On 3/22/12 Mar 22 -2:37 AM, Faré wrote:
On Thu, Mar 22, 2012 at 02:05, Dmitriy Ivanov divanov11@gmail.com wrote:
Another question I have got is the relationship between ASDF and LispWorks defsystem rules. LW definitions are quite obvious.
:caused-by If any of dependee actions are already in the current plan (as a result of other rules executing successfully, or as a result of default system behavior), they trigger successful execution of this rule, i.e. the operation on the target component.
:requires The actions that need to be performed before the rule can execute successfully.
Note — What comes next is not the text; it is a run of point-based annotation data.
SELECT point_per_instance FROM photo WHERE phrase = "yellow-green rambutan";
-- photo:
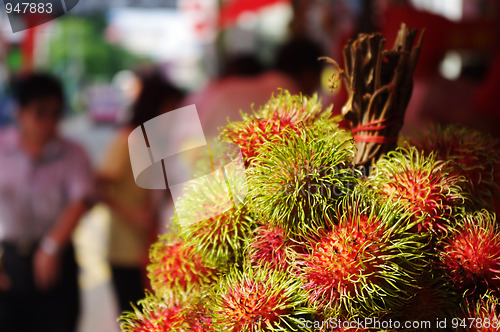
(257, 300)
(270, 247)
(366, 264)
(154, 314)
(295, 184)
(211, 217)
(422, 185)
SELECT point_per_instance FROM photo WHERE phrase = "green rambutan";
(470, 153)
(366, 264)
(280, 117)
(176, 268)
(482, 315)
(422, 185)
(471, 254)
(155, 315)
(258, 299)
(270, 247)
(296, 183)
(211, 218)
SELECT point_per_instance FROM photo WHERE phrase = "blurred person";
(133, 210)
(46, 185)
(299, 59)
(244, 83)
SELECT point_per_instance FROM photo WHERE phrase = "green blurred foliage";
(80, 48)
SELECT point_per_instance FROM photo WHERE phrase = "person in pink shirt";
(46, 185)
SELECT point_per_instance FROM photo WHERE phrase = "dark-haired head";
(33, 88)
(156, 97)
(299, 58)
(40, 103)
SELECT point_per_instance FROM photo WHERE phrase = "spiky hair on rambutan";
(295, 184)
(270, 247)
(280, 117)
(366, 264)
(211, 218)
(434, 299)
(155, 314)
(470, 153)
(258, 299)
(482, 315)
(422, 185)
(470, 255)
(176, 268)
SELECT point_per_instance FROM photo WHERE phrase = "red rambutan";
(256, 300)
(176, 268)
(364, 265)
(471, 254)
(481, 316)
(275, 119)
(420, 184)
(270, 247)
(469, 153)
(155, 315)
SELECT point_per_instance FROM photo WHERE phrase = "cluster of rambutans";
(315, 240)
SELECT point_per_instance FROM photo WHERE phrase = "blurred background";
(225, 55)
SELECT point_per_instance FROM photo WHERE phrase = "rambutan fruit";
(422, 185)
(470, 153)
(270, 247)
(434, 299)
(176, 269)
(296, 183)
(154, 315)
(366, 264)
(482, 315)
(280, 117)
(471, 253)
(258, 299)
(211, 218)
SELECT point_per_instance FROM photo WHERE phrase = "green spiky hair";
(280, 117)
(422, 185)
(470, 153)
(258, 300)
(175, 269)
(295, 184)
(154, 315)
(210, 219)
(471, 254)
(366, 264)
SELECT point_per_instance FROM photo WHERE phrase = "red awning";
(234, 8)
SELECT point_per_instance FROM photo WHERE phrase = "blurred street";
(99, 309)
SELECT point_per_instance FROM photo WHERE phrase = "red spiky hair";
(269, 247)
(176, 268)
(421, 185)
(471, 254)
(351, 265)
(469, 153)
(153, 315)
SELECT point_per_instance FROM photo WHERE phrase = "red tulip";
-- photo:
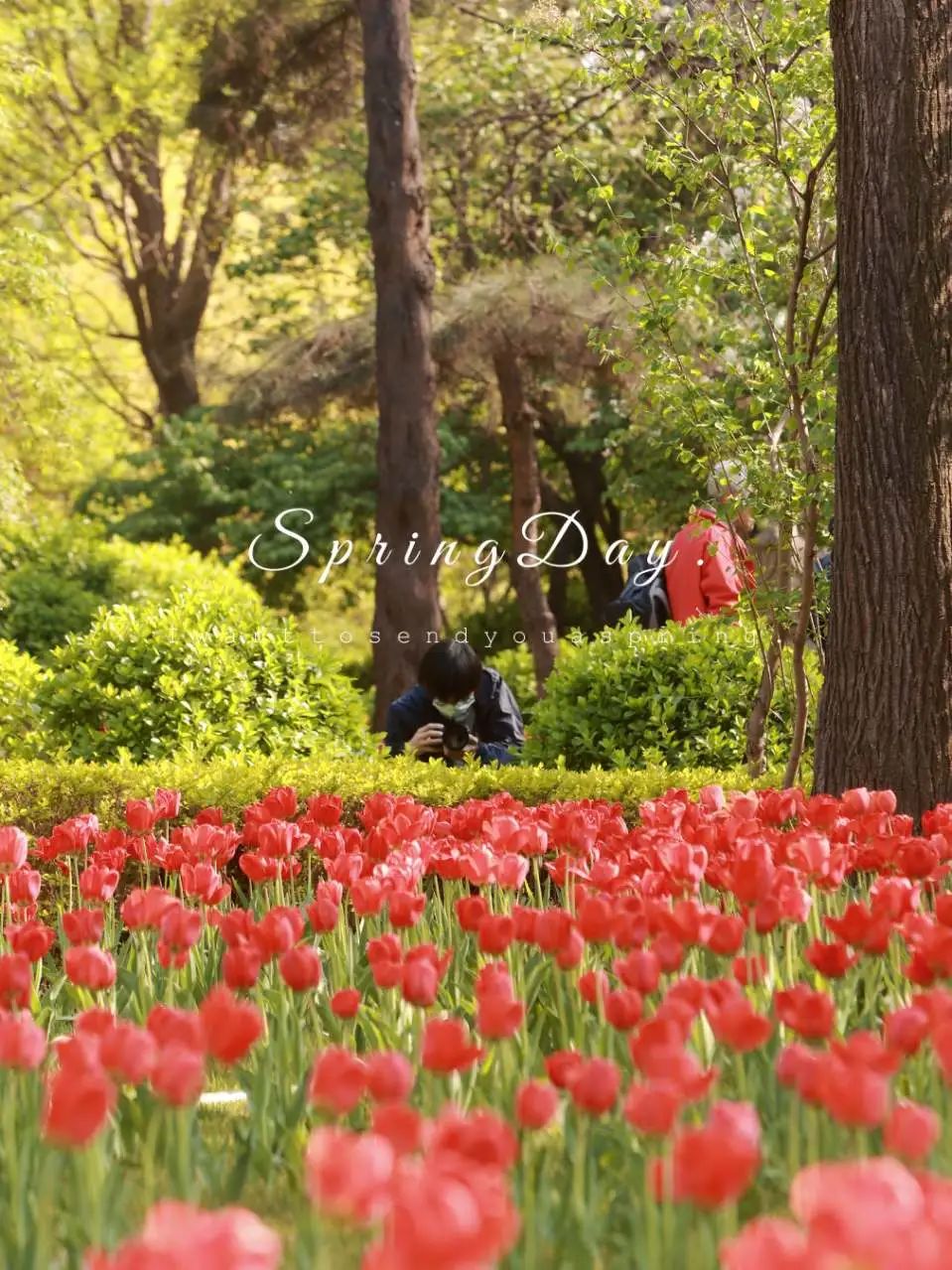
(230, 1027)
(82, 924)
(640, 970)
(810, 1014)
(906, 1029)
(470, 911)
(179, 1236)
(15, 981)
(563, 1065)
(301, 968)
(652, 1107)
(405, 909)
(622, 1009)
(495, 933)
(911, 1130)
(90, 966)
(204, 882)
(98, 886)
(128, 1053)
(23, 887)
(278, 929)
(178, 1074)
(32, 938)
(499, 1016)
(715, 1164)
(140, 815)
(390, 1075)
(338, 1079)
(447, 1213)
(739, 1027)
(145, 910)
(446, 1046)
(853, 1095)
(323, 915)
(345, 1002)
(768, 1242)
(22, 1042)
(241, 965)
(77, 1104)
(349, 1174)
(13, 849)
(481, 1137)
(172, 1027)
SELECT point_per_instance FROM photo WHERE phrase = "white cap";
(728, 479)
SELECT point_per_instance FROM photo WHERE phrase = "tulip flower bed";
(478, 1036)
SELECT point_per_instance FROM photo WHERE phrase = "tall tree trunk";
(406, 601)
(526, 501)
(886, 708)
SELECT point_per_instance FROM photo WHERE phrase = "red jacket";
(707, 569)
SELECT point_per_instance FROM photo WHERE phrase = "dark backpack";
(646, 601)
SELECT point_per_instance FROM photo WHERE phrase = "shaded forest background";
(633, 237)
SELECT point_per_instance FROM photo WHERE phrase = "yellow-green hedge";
(36, 794)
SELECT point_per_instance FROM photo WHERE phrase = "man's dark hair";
(450, 670)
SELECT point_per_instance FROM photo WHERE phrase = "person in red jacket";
(710, 565)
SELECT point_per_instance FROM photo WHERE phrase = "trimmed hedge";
(36, 795)
(679, 696)
(53, 582)
(150, 681)
(19, 718)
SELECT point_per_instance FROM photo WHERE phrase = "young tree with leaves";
(136, 142)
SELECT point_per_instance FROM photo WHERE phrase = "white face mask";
(457, 710)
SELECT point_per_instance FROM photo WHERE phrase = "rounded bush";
(679, 696)
(515, 667)
(196, 674)
(19, 715)
(55, 581)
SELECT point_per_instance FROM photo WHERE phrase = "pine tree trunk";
(886, 708)
(406, 602)
(534, 613)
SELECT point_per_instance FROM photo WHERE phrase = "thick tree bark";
(406, 602)
(587, 477)
(886, 708)
(518, 420)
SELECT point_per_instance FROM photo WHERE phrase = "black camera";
(456, 737)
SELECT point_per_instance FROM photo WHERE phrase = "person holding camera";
(459, 706)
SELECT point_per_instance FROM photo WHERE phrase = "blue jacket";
(499, 725)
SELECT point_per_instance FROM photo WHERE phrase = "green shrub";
(54, 581)
(19, 678)
(679, 696)
(196, 674)
(515, 667)
(37, 795)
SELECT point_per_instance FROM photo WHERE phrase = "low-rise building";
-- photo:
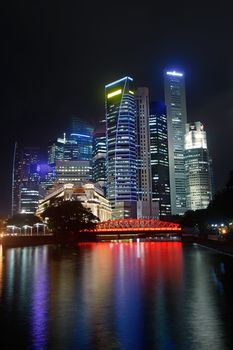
(89, 195)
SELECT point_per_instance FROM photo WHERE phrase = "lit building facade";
(25, 180)
(144, 200)
(159, 160)
(175, 101)
(81, 135)
(99, 155)
(197, 167)
(89, 195)
(121, 148)
(79, 171)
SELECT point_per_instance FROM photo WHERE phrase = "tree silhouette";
(67, 218)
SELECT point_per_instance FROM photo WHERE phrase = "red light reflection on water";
(152, 259)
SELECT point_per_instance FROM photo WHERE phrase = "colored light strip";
(174, 73)
(118, 81)
(82, 135)
(114, 93)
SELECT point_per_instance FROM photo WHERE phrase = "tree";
(23, 219)
(67, 218)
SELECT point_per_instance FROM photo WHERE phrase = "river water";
(116, 296)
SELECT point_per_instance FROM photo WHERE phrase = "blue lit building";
(99, 155)
(198, 167)
(121, 148)
(159, 159)
(144, 200)
(175, 100)
(25, 181)
(81, 135)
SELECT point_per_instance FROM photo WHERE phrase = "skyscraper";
(197, 167)
(175, 101)
(25, 184)
(144, 209)
(81, 134)
(121, 148)
(159, 159)
(99, 155)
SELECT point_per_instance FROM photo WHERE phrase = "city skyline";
(68, 142)
(54, 66)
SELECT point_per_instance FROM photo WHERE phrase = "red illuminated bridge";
(137, 225)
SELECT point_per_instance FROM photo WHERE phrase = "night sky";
(57, 57)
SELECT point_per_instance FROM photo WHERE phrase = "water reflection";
(116, 296)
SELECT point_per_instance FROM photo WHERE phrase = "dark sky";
(56, 57)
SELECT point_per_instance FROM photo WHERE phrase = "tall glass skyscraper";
(144, 209)
(197, 167)
(121, 148)
(99, 155)
(25, 182)
(159, 159)
(81, 134)
(175, 101)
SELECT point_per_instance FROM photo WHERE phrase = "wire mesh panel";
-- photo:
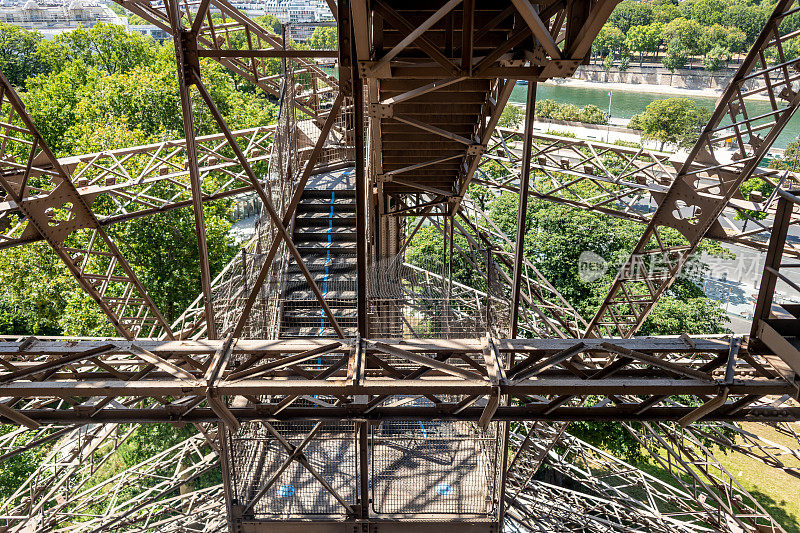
(439, 467)
(258, 456)
(410, 301)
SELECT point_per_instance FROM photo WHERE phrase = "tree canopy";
(104, 88)
(675, 121)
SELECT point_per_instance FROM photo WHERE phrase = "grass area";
(775, 490)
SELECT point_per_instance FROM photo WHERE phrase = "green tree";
(108, 47)
(644, 39)
(676, 57)
(608, 62)
(716, 59)
(747, 18)
(511, 117)
(624, 61)
(271, 23)
(675, 121)
(324, 38)
(736, 41)
(629, 13)
(708, 12)
(666, 13)
(19, 56)
(687, 33)
(609, 39)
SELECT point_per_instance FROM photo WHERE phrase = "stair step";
(335, 294)
(792, 309)
(315, 248)
(336, 264)
(304, 304)
(326, 193)
(325, 208)
(315, 332)
(311, 237)
(312, 218)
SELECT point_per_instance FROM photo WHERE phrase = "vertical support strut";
(187, 76)
(523, 207)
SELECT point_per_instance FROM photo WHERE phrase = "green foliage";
(624, 61)
(511, 117)
(644, 39)
(608, 62)
(676, 121)
(755, 185)
(107, 47)
(551, 109)
(324, 38)
(628, 14)
(716, 59)
(608, 40)
(19, 55)
(426, 251)
(687, 33)
(109, 89)
(698, 315)
(696, 26)
(677, 56)
(748, 18)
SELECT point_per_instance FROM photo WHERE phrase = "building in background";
(299, 16)
(52, 18)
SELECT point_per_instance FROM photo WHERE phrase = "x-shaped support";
(295, 454)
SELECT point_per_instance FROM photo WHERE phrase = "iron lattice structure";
(329, 384)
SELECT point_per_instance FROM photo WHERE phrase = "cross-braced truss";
(334, 413)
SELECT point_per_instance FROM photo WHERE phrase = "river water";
(625, 104)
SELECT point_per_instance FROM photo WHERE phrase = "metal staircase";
(325, 233)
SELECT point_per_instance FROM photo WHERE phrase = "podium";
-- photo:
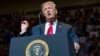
(56, 45)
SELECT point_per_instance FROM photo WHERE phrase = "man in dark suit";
(50, 12)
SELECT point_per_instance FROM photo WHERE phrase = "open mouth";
(49, 14)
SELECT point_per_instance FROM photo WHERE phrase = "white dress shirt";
(47, 25)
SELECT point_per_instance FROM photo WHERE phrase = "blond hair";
(48, 3)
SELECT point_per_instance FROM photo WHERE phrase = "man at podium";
(53, 26)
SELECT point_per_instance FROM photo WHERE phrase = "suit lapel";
(42, 28)
(59, 27)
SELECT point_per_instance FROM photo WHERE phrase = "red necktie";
(50, 29)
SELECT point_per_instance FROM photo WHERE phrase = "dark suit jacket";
(61, 28)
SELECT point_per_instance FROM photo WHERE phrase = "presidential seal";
(37, 48)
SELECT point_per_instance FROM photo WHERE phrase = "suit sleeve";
(73, 35)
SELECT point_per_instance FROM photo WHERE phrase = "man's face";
(50, 12)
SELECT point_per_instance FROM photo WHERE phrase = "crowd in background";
(86, 23)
This is a list of operation-component descriptions that should be planned before the action on the target component.
In my understanding, ASDF :in-order-to is equivalent to :caused-by, and :do-first is equivalent :requires. Is this correct?
Sounds about right.
I would even rename the ASDF ones to match the LispWorks name, if I were sure to fix all the references (Are there any beyond ASDF and POIU?).
Is this really feasible?
While I agree the old names are not ideal, the collateral damage of changing them seems extensive.
depends-on and in-order-to are exposed through the defsystem grammar, and could be used all over the place.
Benefits: mildly tidier naming; Costs: potentially extensive breakage.
I really do mean "mildly" there, too. I don't think "caused-by" is so much clearer that it's worth anything. Either way you need to read the documentation to understand the meaning of :in-order-to and :do-first, or :caused-by and :requires. And the asymmetry of the passive voice in the former and the active voice in the latter seems odd enough to not help with clarity.